There is a big difference between a transactional insurance agent and a risk management-minded insurance broker and it is time to evaluate who is really working for you!
Many times clients do not know the difference between an insurance agent and a risk management-minded broker. An insurance agent is typically an order taker that sells your company insurance products, collects the premium, and calls or visits you twelve months later when it is time for your insurance products to renew. A risk management-minded broker is one that takes a proactive approach in educating his or her clients to make sure that the proper risk mitigation protections are in place long before engaging the insurance companies to file a claim.
It is all too common to meet a company that has grown and changed significantly over the last few years while their current insurance agent has not paid much attention to the company’s evolving business, or its evolving insurance and risk management needs. A classic example: A business owner has been working hard to diversify revenue streams in his organization by expanding its service offering from security services to now offer janitorial services to its customer base. While the insurance products that were put in place years ago by the current agent may have been sufficient at the time, they are not properly protecting the client as the new program does not contemplate the new janitorial service offering which could potentially lead to a denial of coverage.
Also when working with your insurance agent you should be asking yourself if your agent is properly educating you and your management team relative to the associated risks of your business and the protocols that prevent accidents from occurring. A good risk management broker partner should be proactively touching base throughout the year relative to:
- operational changes,
- assisting with merger and acquisition due diligence,
- recommending methodical credentialing processes,
- contract reviews,
- vendor compliance,
- claims management, and
- safety training.
All of these learned and implemented procedures can lead to a very well managed risk-adverse company that will provide meaningful benefits that will last years to come.

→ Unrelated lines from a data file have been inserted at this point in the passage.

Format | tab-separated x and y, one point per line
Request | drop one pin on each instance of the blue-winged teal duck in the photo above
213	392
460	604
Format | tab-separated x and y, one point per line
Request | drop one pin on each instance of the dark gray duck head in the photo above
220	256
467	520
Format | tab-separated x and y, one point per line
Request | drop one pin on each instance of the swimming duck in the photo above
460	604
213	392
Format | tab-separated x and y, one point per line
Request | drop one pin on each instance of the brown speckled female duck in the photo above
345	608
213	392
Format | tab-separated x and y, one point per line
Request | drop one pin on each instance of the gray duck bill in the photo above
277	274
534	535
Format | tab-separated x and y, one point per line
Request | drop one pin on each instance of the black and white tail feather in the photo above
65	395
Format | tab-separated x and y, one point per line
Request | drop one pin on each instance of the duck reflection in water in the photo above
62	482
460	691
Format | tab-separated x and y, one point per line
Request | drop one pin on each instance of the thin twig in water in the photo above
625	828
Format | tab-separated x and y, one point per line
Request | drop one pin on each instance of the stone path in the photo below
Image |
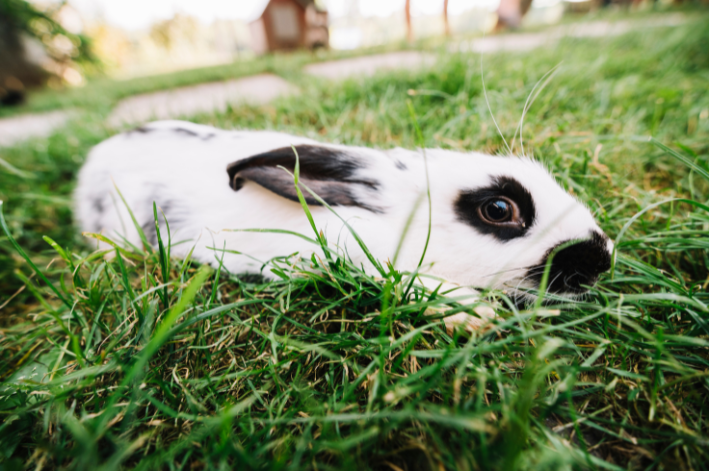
260	89
195	99
592	29
17	129
368	65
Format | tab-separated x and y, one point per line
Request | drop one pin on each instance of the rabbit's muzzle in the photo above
575	266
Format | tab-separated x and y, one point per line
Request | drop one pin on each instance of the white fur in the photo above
188	174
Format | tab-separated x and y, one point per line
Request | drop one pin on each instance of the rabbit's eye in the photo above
499	211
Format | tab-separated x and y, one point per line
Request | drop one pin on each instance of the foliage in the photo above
62	47
153	363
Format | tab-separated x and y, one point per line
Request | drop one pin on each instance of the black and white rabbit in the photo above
495	220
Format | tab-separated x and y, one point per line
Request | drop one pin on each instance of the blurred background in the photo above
65	43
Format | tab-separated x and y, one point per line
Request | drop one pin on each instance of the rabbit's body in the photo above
183	168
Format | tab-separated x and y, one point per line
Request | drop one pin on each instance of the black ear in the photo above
330	173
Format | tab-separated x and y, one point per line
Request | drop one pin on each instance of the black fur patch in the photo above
575	266
470	201
328	172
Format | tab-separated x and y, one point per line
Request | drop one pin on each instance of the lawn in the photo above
147	362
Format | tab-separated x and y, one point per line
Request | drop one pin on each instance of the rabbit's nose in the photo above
576	265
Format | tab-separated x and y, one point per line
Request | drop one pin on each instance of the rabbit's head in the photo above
496	221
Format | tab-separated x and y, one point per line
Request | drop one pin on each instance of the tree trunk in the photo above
409	30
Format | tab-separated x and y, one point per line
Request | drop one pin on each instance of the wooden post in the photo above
409	30
446	25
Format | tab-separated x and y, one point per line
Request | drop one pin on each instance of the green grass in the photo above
150	363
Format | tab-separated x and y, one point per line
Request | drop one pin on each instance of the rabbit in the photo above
494	220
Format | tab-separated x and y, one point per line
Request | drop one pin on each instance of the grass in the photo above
145	362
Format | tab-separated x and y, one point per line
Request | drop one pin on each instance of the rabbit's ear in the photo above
334	175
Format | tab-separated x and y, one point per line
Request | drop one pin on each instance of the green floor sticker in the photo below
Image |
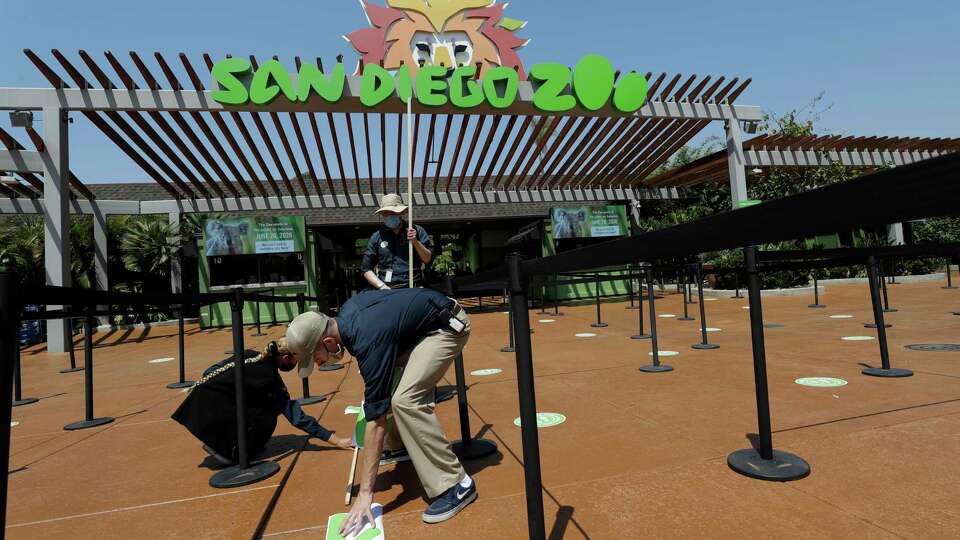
546	420
821	382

To name a few benefits: Promotion of a great working environment that entices employee tenure and attracts new employees, great claims experience that creates a competitive underwriting marketplace and lower overall insurance premium expense, cash flow management, a solid reputation within your industry, etc…
I often ask a very defining question of my clients: “What is in the best interest of your company?”
If you have not recently evaluated what kind of insurance broker is working for you now is the time to start thinking about what is in the best interest of your company to make sure that you are properly educated and protected!